There aren't too many countries where that's true. Ours is, yes, we're the biggest exporter in the world. And yet, we have a trade imbalance because we also buy more than anyone else, into the country. But again, our biggest market happens to be our own people. And when that becomes more worldwide, we're going to find that a lot of the economic problems of the world go away.
I don't know why I brought that up, except that I just came from a meeting talking about the present situation here with the deficit. [Laughter] But anyway, I just want to thank you all here, and God bless you all, and hope that we can make this particular agreement go and show the way.
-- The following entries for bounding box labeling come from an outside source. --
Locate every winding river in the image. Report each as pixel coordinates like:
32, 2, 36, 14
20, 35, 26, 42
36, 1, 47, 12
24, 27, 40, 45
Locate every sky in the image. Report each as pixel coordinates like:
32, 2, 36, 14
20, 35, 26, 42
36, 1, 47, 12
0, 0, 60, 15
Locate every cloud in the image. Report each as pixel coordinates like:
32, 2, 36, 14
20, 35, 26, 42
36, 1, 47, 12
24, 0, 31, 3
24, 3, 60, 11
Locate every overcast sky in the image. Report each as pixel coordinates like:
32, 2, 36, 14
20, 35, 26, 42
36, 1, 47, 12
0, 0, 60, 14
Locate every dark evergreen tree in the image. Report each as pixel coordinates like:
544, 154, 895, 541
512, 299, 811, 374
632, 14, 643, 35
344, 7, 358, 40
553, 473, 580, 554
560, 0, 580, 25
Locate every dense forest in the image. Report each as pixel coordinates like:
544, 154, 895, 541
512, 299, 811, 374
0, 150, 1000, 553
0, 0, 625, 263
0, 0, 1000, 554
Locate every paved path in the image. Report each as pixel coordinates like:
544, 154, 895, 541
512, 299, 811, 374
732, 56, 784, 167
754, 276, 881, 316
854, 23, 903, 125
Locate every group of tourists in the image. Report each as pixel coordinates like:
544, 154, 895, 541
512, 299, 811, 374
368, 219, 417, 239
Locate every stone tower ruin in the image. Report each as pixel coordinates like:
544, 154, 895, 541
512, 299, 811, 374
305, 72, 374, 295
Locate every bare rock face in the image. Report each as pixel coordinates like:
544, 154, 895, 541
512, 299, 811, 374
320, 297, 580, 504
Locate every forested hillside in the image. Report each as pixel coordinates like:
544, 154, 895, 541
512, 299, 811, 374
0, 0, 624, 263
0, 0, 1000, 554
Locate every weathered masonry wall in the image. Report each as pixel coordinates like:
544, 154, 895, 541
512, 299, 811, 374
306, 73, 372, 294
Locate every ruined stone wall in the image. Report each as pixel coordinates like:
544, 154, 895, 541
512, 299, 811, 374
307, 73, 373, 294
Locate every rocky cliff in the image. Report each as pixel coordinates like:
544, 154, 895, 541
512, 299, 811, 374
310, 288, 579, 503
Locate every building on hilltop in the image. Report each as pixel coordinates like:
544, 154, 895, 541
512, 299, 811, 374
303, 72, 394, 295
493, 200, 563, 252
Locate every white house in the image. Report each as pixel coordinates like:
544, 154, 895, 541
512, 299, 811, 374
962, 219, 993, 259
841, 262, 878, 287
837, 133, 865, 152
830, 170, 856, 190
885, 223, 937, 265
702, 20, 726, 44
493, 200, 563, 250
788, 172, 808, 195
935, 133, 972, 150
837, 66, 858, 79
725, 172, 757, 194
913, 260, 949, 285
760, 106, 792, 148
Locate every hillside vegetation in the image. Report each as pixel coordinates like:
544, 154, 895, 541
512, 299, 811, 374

If 200 years ago the Constitution came into being, in large part, because the 13 Colonies that had become States of the United States still thought of each other as a foreign country and, therefore, had tariffs and all kinds of obstructions to trade across the borders, and now we've eliminated all of that with our Constitution, and here we are with 50 States trading freely with each other, why wouldn't that fit with other countries, too? Particularly here, the neighbors on our own continent -- and why wouldn't it work?
Well, I think we've made a start with this agreement. And I hope we all have your help in making it come to be a reality. Thank you very much.